The Aug 2019 blockade, which occurred while Salvini was interior minister in a previous government, made global headlines and drew condemnation from humanitarian groups.

“What I did I did in full consciousness, I’m not inclined to offload my responsibility onto others. I believe I’ve done a useful service for the country,” he told the court in Palermo, Sicily. Salvini, also head of the League party, faces up to 15 years in prison if convicted in the trial, which began in Oct 2021.

A populist known for an “Italians first” policy, the 50-year-old has repeatedly used attacks against illegal immigration to boost his political capital. In 2019, serving under prime minister Giuseppe Conte, he implemented a “closed ports” policy under which Italy refused entry to charity ships that rescue migrants stranded while crossing the Mediterranean.

He cast it as a tough measure against traffickers who operate boats between North Africa and Italy, the deadliest migrant crossing in the world.

In court on Friday, Salvini read from a series of official emails and documents, seeking to demonstrate how the entire Conte government was behind the migration policy.

At the time of the blockade, the League leader had been trying to unseat Conte, triggering a crisis in which Salvini himself left the government weeks later.

Conte has previously testified in the trial that he tried to “exercise moral suasion” with Salvini, saying he considered that “the decision to keep them onboard had no legal basis”.

Dire conditions

The ship was stuck at sea for nearly three weeks before the migrants were finally allowed to disembark on the island of Lampedusa following a court order. Members of Open Arms have testified that the migrants’ physical and mental well-being reached a crisis point. Four desperate passengers jumped into the water as sanitary conditions onboard became dire, including a scabies outbreak.

Salvini testified that, at the time, he understood that “the situation was not at risk” onboard the ship.

And he claimed his policy delivered “results as never achieved before or since, not only in terms of fighting human trafficking but above all in terms of lives saved”.

He told the court that migrant landings fell by 90 per cent under the policy, introduced while Salvini was minister between mid-2018 and mid-2019, and that migrant deaths fell by half. Interior ministry figures show that around 120,000 migrants arrived on Italy’s shores in 2017, around 23,400 in 2018 and 11,500 in 2019.

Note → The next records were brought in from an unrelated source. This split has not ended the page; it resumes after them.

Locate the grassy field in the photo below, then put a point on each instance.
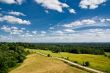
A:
(99, 62)
(39, 64)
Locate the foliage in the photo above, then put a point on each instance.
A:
(10, 55)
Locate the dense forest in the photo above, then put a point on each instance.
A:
(83, 48)
(13, 53)
(10, 56)
(78, 48)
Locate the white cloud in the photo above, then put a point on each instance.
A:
(91, 4)
(12, 1)
(34, 32)
(82, 22)
(12, 30)
(54, 5)
(14, 20)
(104, 20)
(16, 13)
(69, 30)
(72, 11)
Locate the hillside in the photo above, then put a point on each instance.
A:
(40, 64)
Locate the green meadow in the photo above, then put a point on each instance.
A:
(99, 62)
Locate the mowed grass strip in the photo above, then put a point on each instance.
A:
(39, 64)
(99, 62)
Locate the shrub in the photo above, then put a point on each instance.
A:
(48, 55)
(75, 62)
(86, 63)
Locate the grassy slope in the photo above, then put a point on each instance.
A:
(40, 64)
(99, 62)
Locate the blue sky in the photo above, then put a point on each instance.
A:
(54, 20)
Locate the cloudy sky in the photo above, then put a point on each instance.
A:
(54, 20)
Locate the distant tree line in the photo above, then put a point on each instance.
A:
(10, 56)
(78, 48)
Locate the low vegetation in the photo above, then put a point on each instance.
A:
(99, 62)
(39, 64)
(10, 56)
(94, 55)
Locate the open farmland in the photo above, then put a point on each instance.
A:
(99, 62)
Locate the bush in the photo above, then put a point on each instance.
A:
(75, 62)
(86, 63)
(48, 55)
(108, 56)
(10, 55)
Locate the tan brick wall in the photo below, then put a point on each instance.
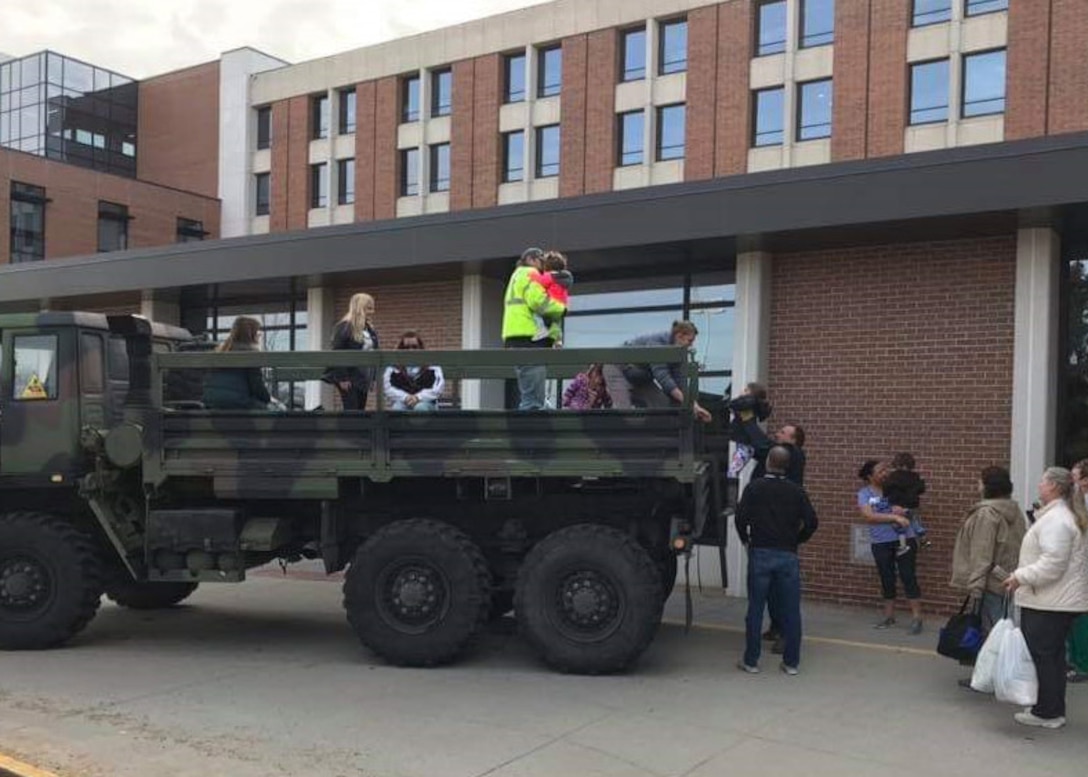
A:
(72, 214)
(869, 369)
(178, 130)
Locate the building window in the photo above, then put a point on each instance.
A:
(442, 93)
(440, 167)
(319, 185)
(547, 151)
(515, 90)
(814, 111)
(112, 226)
(263, 127)
(984, 84)
(347, 112)
(549, 71)
(634, 54)
(977, 8)
(263, 184)
(189, 231)
(769, 123)
(770, 28)
(319, 116)
(672, 47)
(409, 99)
(929, 91)
(631, 133)
(27, 222)
(817, 23)
(345, 182)
(409, 172)
(930, 12)
(514, 157)
(670, 132)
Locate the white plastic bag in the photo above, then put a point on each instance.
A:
(1015, 680)
(986, 662)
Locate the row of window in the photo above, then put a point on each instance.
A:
(27, 231)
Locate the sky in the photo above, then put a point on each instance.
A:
(139, 38)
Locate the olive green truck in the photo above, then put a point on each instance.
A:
(115, 480)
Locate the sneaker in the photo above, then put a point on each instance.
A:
(1027, 718)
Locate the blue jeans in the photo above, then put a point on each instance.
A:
(778, 571)
(531, 380)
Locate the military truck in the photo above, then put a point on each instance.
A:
(115, 480)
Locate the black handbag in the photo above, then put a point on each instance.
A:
(961, 638)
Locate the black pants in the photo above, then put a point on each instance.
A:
(1046, 632)
(889, 564)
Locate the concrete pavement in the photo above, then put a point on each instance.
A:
(267, 678)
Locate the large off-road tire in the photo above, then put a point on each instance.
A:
(589, 600)
(147, 595)
(50, 580)
(417, 592)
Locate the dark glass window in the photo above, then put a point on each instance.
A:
(319, 185)
(263, 127)
(409, 99)
(346, 112)
(345, 182)
(672, 47)
(634, 54)
(514, 157)
(442, 93)
(977, 8)
(929, 91)
(631, 133)
(319, 116)
(769, 122)
(814, 110)
(670, 132)
(189, 231)
(984, 84)
(262, 183)
(770, 28)
(440, 167)
(27, 222)
(112, 226)
(409, 172)
(549, 71)
(547, 151)
(817, 23)
(515, 90)
(930, 12)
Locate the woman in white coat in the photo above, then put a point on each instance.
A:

But migrant flows are influenced by many factors, including the political situation in North African nations from where many boats set off.

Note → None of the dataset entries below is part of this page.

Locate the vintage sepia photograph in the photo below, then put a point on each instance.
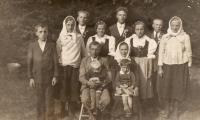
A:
(99, 60)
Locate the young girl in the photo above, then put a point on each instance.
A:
(98, 75)
(107, 42)
(142, 51)
(70, 48)
(175, 58)
(125, 81)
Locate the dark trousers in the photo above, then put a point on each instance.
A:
(45, 101)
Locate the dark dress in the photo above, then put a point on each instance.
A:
(118, 107)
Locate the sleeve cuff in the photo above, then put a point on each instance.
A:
(151, 56)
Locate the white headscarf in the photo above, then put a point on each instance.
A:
(118, 55)
(180, 31)
(65, 36)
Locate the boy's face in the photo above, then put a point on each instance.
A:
(157, 25)
(139, 30)
(121, 17)
(175, 26)
(42, 33)
(70, 26)
(125, 69)
(96, 69)
(82, 18)
(94, 50)
(100, 30)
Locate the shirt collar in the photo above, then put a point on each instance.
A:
(82, 27)
(121, 72)
(94, 58)
(119, 25)
(40, 41)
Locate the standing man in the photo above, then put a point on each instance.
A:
(82, 28)
(120, 30)
(42, 61)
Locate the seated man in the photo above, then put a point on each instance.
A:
(84, 68)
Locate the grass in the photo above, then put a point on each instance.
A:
(18, 99)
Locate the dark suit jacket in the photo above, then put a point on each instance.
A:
(155, 62)
(113, 31)
(89, 32)
(42, 65)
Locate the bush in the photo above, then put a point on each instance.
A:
(19, 17)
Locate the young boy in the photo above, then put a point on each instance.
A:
(82, 28)
(42, 61)
(97, 74)
(120, 30)
(125, 81)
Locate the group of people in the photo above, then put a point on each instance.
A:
(121, 68)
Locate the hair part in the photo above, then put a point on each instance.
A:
(123, 43)
(157, 19)
(125, 62)
(139, 23)
(84, 12)
(95, 64)
(42, 25)
(122, 9)
(69, 19)
(100, 23)
(95, 43)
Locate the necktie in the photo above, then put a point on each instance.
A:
(156, 37)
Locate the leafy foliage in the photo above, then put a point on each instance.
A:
(19, 17)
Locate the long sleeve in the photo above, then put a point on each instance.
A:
(82, 72)
(161, 52)
(111, 46)
(87, 46)
(117, 81)
(59, 49)
(55, 57)
(83, 49)
(151, 49)
(30, 62)
(188, 48)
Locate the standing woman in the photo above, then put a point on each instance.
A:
(71, 49)
(175, 58)
(107, 42)
(142, 51)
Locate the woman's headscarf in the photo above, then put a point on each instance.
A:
(65, 36)
(180, 31)
(118, 55)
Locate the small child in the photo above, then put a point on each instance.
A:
(96, 74)
(125, 82)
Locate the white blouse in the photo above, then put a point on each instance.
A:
(102, 41)
(141, 42)
(175, 50)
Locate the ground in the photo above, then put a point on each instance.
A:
(18, 100)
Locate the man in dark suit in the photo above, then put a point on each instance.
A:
(82, 28)
(42, 63)
(120, 30)
(156, 34)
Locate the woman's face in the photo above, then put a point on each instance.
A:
(175, 26)
(70, 26)
(123, 49)
(100, 30)
(139, 30)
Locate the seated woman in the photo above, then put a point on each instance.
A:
(70, 48)
(118, 111)
(142, 51)
(107, 42)
(175, 58)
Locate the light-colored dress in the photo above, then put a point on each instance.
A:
(143, 49)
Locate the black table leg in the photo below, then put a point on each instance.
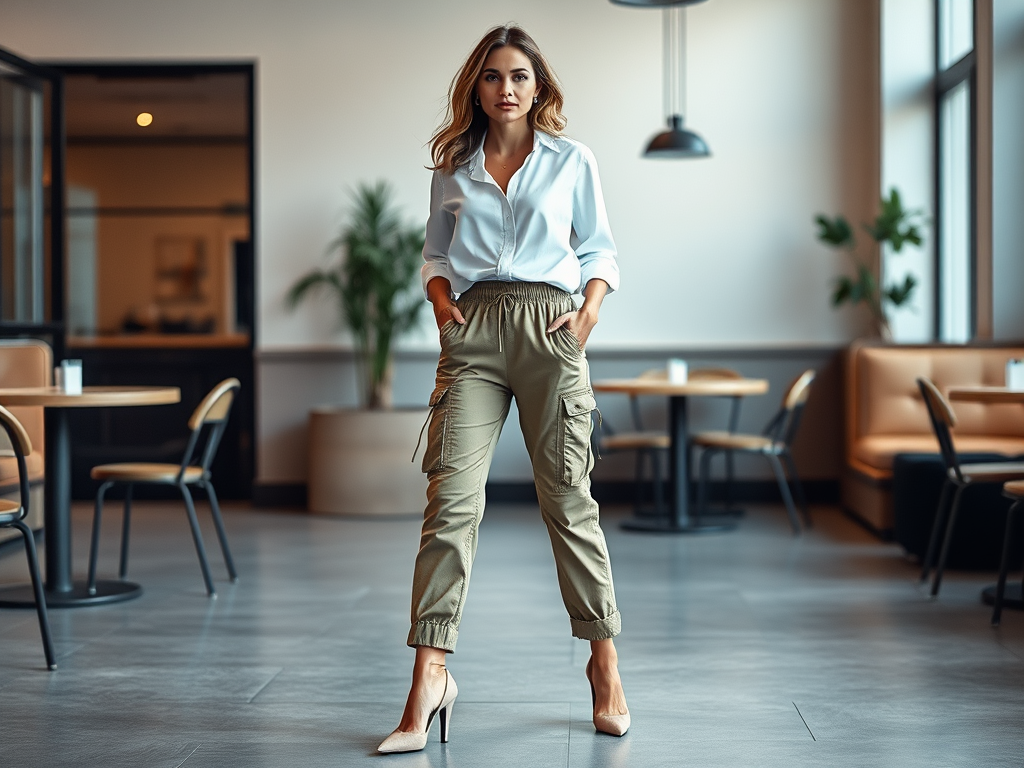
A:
(61, 591)
(680, 519)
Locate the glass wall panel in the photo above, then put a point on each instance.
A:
(955, 267)
(955, 31)
(22, 233)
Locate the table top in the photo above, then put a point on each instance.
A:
(90, 397)
(986, 394)
(711, 387)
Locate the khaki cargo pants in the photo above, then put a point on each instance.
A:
(503, 351)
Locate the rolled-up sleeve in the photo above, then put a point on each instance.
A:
(440, 226)
(593, 243)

Data from the UN’s migration agency shows that 2,337 migrants died or went missing across the entire Mediterranean in 2018 — not just in the waters off Italy — compared to 1,885 in 2019, 1,449 in 2020 and 2,048 in 2021.

European pressure

Salvini has long complained that Italy takes in a disproportionate share of migrants compared to its European neighbours — as has Meloni, who took office in Oct 2022.

Questioned by lawyers for civil parties in the case, Salvini said the Conte government had a policy of allowing migrants to

disembark only once Italy had a guarantee from other EU countries that they would accept them.

He said it “was a form of pressure” on European nations: “First the redistribution, then the landing, was absolutely the line of conduct of the government.”